Fostering More Joy

A friend bemoaned that she was struggling to find joy. Her life felt like a series of must-dos and reactions to the needs of others. She longed for the simple feeling of a good belly laugh (this friend has an amazing, infectious laugh) or for the float of a beautiful dance move, the body meeting music in the most natural, open way.

Listening to her, it occurred to me that when I read through or fill out one of those questionnaires that gives you a snapshot of your current life, the sense of play or joy is also my most undeveloped aspect. This is not to say that I would define myself as unhappy - not at all. But, I do miss that sense of spontaneity and fun. It definitely feels as if it recedes with age. When we begin our coaching engagement with new clients, we ask them to take a look at different aspects of their lives, including a sense of fun and play. Quite often, this is the first thing to drop when we get busy — our jobs/family obligations take over and we don’t feel we can give ourselves permission to do the one thing that makes us truly alive. Our clients reflect this back to us as well. They wish for the connection that joy brings.

Children (if they are well-adjusted and safe) express joy and wonder all the time. And its not just because everything is new to them. I danced in the summer rain happily when I was ten - certainly not the first time I experienced rain! Where did that spontaneity go?

Mind Games

So. What to do? First it’s very important to become aware of a) what you find pleasant and b) what you find unpleasant. This is basic mindfulness - following the observation that our mind categorizes all experience into pleasant/unpleasant and neutral. Test this out for yourself and you will see it’s true.
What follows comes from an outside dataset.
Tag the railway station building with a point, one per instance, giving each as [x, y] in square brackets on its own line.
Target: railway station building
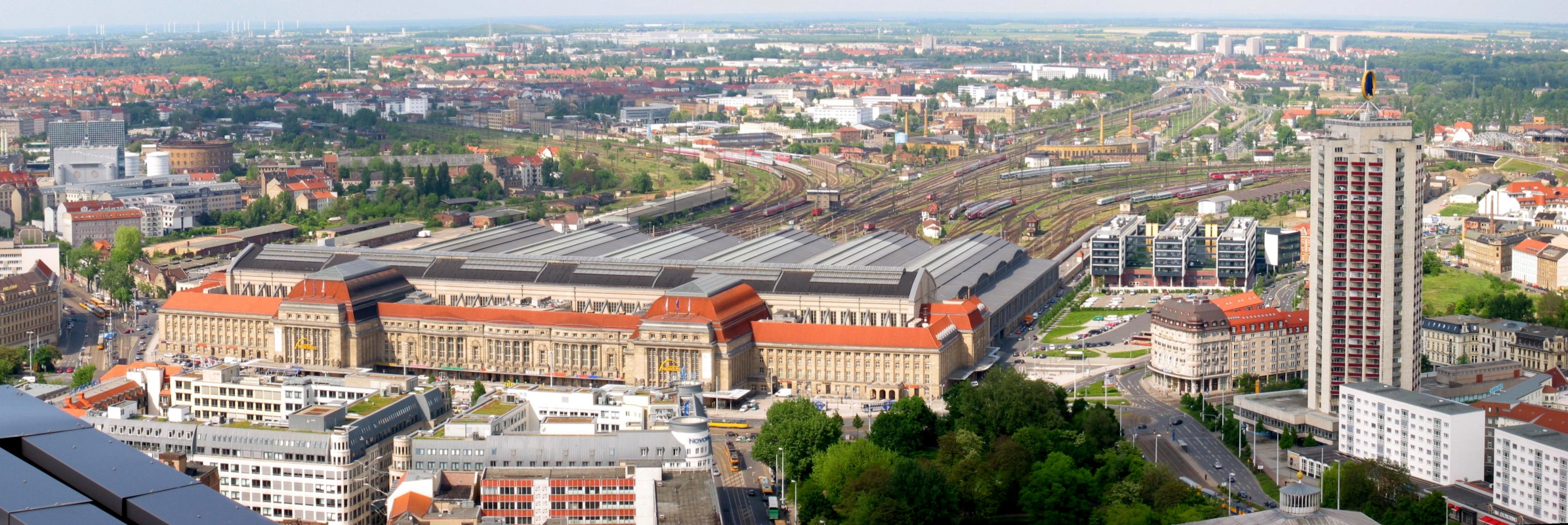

Then, as you begin to watch your reactions to daily activities, you may find that it is not the activity that is unpleasant or neutral, it is your mind and what is going on in your thoughts that actually creates a general sense of unpleasantness. For example, I usually enjoy cooking. I’m good at it, people appreciate my food and it can be a true joy to chop, stir, taste, smell, etc. But, even in the midst of an activity that, on the face of it, I would say I enjoy, I find my mind rushing ahead to the next thing that needs to be done. I’m not even present. And, in the course of not being present to anything but my mind stream of must-do/what’s next, I create a very unpleasant experience. To the point where I actually can find myself resenting and disliking cooking (because it’s taking me away from the next thing, which I will then probably engage in, thinking about what is next after that. Never living in the moment.) I have found that if I collect myself, take a breath and return to the activity at hand, I can experience pleasure right there. Ask yourself — is there a regular activity that I do (cooking/gardening/walking) that I have allowed to be “just one more thing” instead of really being present? Coming back again and again to the moment, to your awareness of the moment, even if it seems mundane, will bring you more happiness.

Try The Joy Workout

How about adding a fun little “joy workout” to your daily routine? This workout featured in The New York Times was developed by a psychotherapist and based on research around the physical movements that engender joy in the heart and mind. If you’ve read any of our work or taken any of our classes, you know that we encourage a tending to heart/mind/body/spirit and that we believe that all are entwined and need support/tending in order for us to live fully and freely (and joyfully!). My cousin, who is a Critical Care Pulmonologist did this joy workout every morning as she navigated her way through the horrors of the pandemic. She meditated too. She was busy saving her life — not just her patients’s lives. She credits both practices with getting her through. So try this and see if it doesn’t lift your heart.

Gratitude Practice

Finally — get real about gratitude. As we’ve said before, gratitude and engendering it is one of the key ways of building a sense of well-being. To find joy, we really need a solid ground of well-being - otherwise, we may seek “joy” through unwholesome/unhealthy moves. Take the time, every day (morning or evening) to write down 3 things you are grateful for and why. Notice the beautiful change this makes in just a few days. It really works.

It’s The Little Things

Ok, a couple more things (sorry!) - look for the little things. Try singing out loud in the car - turn that music up really loud! Listen to comedy. If you once played an instrument, pick it back up. If you didn’t, crank up the music and play some air guitar! Got get some bubbles from the store and blow bubbles just to do it. Use your imagination!

Joy can be practiced and tended. And it’s not a sign that your life is boring or terrible that you need to do a little work to find joy. It only means that sometimes we need to work for something that makes your heart sing. I think of the poet Mary Oliver who went out every day with a pad and a pencil, actively seeking the wonder of the world. She knew the importance of capturing the exquisite moments. You can do this too! Take a breath, take small actions. Open up. Let yourself go.